Yuan Ke, Yu Daoming, Feng Jingkai, Yang Longwei, Jia Chunfu, Huang Yiwang
School of Computer and Information Engineering, Henan University, Kaifeng, Henan, China.
Henan Key Laboratory of Big Data Analysis and Processing, Henan University, Kaifeng, Henan, China.
PeerJ Comput Sci. 2022 Oct 10;8:e1110. doi: 10.7717/peerj-cs.1110. eCollection 2022.
Cryptographic algorithm identification, which refers to analyzing and identifying the encryption algorithm used in cryptographic system, is of great significance to cryptanalysis. In order to improve the accuracy of identification work, this article proposes a new ensemble learning-based model named hybrid k-nearest neighbor and random forest (HKNNRF), and constructs a block cipher algorithm identification scheme. In the ciphertext-only scenario, we use NIST randomness test methods to extract ciphertext features, and carry out binary-classification and five-classification experiments on the block cipher algorithms using proposed scheme. Experiments show that when the ciphertext size and other experimental conditions are the same, compared with the baselines, the HKNNRF model has higher classification accuracy. Specifically, the average binary-classification identification accuracy of HKNNRF is 69.5%, which is 13%, 12.5%, and 10% higher than the single-layer support vector machine (SVM), k-nearest neighbor (KNN), and random forest (RF) respectively. The five-classification identification accuracy can reach 34%, which is higher than the 21% accuracy of KNN, the 22% accuracy of RF and the 23% accuracy of SVM respectively under the same experimental conditions.

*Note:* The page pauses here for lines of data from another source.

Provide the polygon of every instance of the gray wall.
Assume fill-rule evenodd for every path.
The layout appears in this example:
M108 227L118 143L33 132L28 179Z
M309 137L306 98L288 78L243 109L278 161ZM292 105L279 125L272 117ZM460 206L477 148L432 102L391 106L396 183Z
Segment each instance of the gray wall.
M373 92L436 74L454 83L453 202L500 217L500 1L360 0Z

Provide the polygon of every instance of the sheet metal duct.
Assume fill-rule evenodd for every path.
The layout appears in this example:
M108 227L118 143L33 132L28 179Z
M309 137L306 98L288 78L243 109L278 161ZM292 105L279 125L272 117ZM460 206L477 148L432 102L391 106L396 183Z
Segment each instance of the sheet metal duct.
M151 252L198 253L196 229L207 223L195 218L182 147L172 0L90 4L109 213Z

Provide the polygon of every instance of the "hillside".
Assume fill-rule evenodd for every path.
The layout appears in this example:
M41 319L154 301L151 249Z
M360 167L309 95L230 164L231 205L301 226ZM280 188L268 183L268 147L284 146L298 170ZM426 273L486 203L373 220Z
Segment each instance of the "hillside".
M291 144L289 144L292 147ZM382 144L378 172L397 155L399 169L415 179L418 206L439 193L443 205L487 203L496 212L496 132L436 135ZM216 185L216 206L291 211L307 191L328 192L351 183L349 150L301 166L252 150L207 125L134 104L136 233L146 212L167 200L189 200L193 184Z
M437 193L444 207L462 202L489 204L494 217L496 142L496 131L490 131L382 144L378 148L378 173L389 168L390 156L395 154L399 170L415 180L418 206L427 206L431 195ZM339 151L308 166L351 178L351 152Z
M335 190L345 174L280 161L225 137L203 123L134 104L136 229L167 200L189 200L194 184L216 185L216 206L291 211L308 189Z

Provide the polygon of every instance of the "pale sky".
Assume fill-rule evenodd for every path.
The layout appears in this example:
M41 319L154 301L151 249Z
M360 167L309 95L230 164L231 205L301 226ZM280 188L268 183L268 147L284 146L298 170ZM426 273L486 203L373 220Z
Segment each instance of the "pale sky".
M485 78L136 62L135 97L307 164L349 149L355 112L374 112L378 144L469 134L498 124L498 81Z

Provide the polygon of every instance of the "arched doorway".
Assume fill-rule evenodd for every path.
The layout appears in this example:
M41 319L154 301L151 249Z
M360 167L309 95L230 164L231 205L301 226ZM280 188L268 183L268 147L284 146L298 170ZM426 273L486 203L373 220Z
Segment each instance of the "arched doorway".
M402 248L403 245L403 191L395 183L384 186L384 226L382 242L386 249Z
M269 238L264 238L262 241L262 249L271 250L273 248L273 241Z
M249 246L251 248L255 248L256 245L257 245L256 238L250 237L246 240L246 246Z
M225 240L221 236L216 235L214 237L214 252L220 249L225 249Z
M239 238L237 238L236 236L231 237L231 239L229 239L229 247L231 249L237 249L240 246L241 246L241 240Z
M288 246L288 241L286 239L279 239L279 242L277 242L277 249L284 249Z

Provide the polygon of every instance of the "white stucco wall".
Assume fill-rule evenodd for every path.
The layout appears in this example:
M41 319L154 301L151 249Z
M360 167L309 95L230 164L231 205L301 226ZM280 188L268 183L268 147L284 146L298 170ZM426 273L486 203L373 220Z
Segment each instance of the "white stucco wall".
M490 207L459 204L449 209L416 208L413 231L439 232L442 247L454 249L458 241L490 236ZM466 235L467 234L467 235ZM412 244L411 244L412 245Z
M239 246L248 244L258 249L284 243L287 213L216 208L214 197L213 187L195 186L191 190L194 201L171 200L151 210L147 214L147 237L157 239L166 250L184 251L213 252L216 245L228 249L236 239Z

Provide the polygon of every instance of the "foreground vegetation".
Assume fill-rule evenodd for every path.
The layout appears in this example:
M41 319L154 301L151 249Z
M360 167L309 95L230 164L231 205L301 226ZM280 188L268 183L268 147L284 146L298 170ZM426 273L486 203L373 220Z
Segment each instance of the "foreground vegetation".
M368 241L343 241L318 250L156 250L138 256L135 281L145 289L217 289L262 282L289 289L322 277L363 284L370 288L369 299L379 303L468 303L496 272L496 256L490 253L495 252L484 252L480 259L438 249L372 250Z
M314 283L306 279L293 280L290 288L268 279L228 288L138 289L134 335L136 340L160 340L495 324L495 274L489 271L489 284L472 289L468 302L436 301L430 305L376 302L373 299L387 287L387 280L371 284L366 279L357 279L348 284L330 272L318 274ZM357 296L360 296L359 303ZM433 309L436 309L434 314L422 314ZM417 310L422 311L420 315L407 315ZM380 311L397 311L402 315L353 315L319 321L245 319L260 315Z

密码算法识别是指对密码系统中使用的加密算法进行分析和识别,对密码分析具有重要意义。为了提高识别工作的准确性,本文提出了一种基于集成学习的新模型——混合k近邻与随机森林(HKNNRF),并构建了一种分组密码算法识别方案。在仅知密文的场景下,我们使用美国国家标准与技术研究院(NIST)的随机性测试方法来提取密文特征,并使用所提方案对分组密码算法进行二分类和五分类实验。实验表明,在密文大小和其他实验条件相同的情况下,与基线模型相比,HKNNRF模型具有更高的分类准确率。具体而言,HKNNRF的平均二分类识别准确率为69.5%,分别比单层支持向量机(SVM)、k近邻(KNN)和随机森林(RF)高13%、12.5%和10%。五分类识别准确率可达34%,在相同实验条件下分别高于KNN的21%、RF的22%和SVM的23%。